Am heißesten Tag im Juni gab Bodo Wartke ein kostenloses Konzert in der Gefängniskapelle der JVA Frankenthal vor „ausverkauftem“ Haus: 55 Gefangene und einige Bedienstete waren das Publikum. Lohn war nicht das durchgeschwitzte T-Shirt des Musikers, sondern die Begeisterung der Inhaftierten. Schon beim zweiten Lied sprang der Funke über und die Zuhörer ließen sich von den scharfsinnigen wie lustigen Texten und den eingängigen Melodien mitreißen.
Neben seinen Klassikern „Ja Schatz“ und „Liebeslied“ trug der Musiker im einstündigen Konzert auch einige Lieder aus dem aktuellen Programm „Was, wenn doch?“ vor. Dazu gehörte neben „Nicht in meinem Namen“, das sich mit religiösen Fanatismus kritisch auseinander setzt auch das Lied „Das falsche Pferd“, das dafür wirbt, nicht aus Angst, sondern aus Liebe zu handeln. Immer wieder gebe es Menschen, die der Meinung sind, dass sich das nicht lohne. Seine Antwort ist die Frage: „Was, wenn doch?“. Bei den Temperaturen in der JVA sahen es die Gefangenen ihm auch nach, als er ein Lied neu anfangen musste, weil ihm der Anfang der zweiten Strophe nicht mehr einfiel. Bodo Wartke kommentierte den Hänger mit der Frage: „Ihr habt ja noch ein bisschen Zeit, oder?“ Auch damit hatte er die Lacher auf seiner Seite.

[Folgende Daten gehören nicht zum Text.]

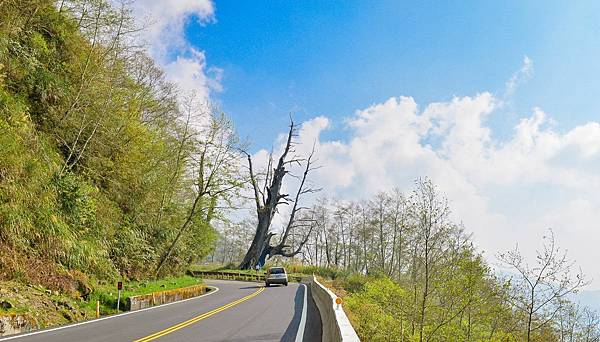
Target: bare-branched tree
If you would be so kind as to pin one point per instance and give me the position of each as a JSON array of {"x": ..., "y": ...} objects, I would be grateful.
[
  {"x": 268, "y": 198},
  {"x": 541, "y": 287}
]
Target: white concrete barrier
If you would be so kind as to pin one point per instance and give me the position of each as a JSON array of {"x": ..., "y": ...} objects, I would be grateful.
[{"x": 336, "y": 326}]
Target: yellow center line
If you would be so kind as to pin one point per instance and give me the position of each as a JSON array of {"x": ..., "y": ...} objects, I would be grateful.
[{"x": 182, "y": 325}]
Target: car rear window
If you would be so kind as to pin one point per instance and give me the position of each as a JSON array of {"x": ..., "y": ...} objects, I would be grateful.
[{"x": 277, "y": 270}]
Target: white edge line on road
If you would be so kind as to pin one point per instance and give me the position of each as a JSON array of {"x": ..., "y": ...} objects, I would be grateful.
[
  {"x": 302, "y": 325},
  {"x": 215, "y": 290}
]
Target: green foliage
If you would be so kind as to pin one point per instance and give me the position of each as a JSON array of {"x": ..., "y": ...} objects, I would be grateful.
[{"x": 94, "y": 155}]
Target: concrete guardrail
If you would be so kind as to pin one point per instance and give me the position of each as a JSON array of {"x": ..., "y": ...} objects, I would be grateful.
[{"x": 336, "y": 325}]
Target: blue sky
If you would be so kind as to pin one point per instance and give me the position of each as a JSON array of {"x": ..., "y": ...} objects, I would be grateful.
[
  {"x": 330, "y": 58},
  {"x": 495, "y": 102}
]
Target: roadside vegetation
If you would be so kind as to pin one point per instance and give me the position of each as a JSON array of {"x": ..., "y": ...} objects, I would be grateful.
[
  {"x": 408, "y": 272},
  {"x": 107, "y": 171}
]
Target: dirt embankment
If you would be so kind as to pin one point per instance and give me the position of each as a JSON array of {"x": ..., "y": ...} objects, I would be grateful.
[{"x": 29, "y": 307}]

„Für Bodo Wartke war das nicht nur ein Auftritt an einem exotischen Ort, sondern ein echtes Anliegen, Menschen in einer schwierigen Lebenssituation etwas Humor und ein bisschen was zum Nachdenken zu schenken.“, so Gefängnisseelsorger Manfred Heitz, der das Konzert organisierte. Bodo Wartke habe sich im Vorfeld im Internet über die JVA Frankenthal und die Arbeit der Gefängnisseelsorge informiert und beim Vorbereitungstreffen viele Fragen zum Leben der Inhaftierten, zu Ursachen von Kriminalität und Rückfälligkeit und zu den Möglichkeiten der Resozialisierung gestellt. Zudem hat er sich gut überlegt, welche Lieder er in diesem Kontext bringen kann, die Haltungen und Handlungen infrage stellen, ohne dass er wie ein „besserer Mensch“ oder Oberlehrer rüberkommt. Der üppige Schlussapplaus und die Forderung nach einer zweiten Zugabe zeigen, dass ihm dies gut gelungen ist.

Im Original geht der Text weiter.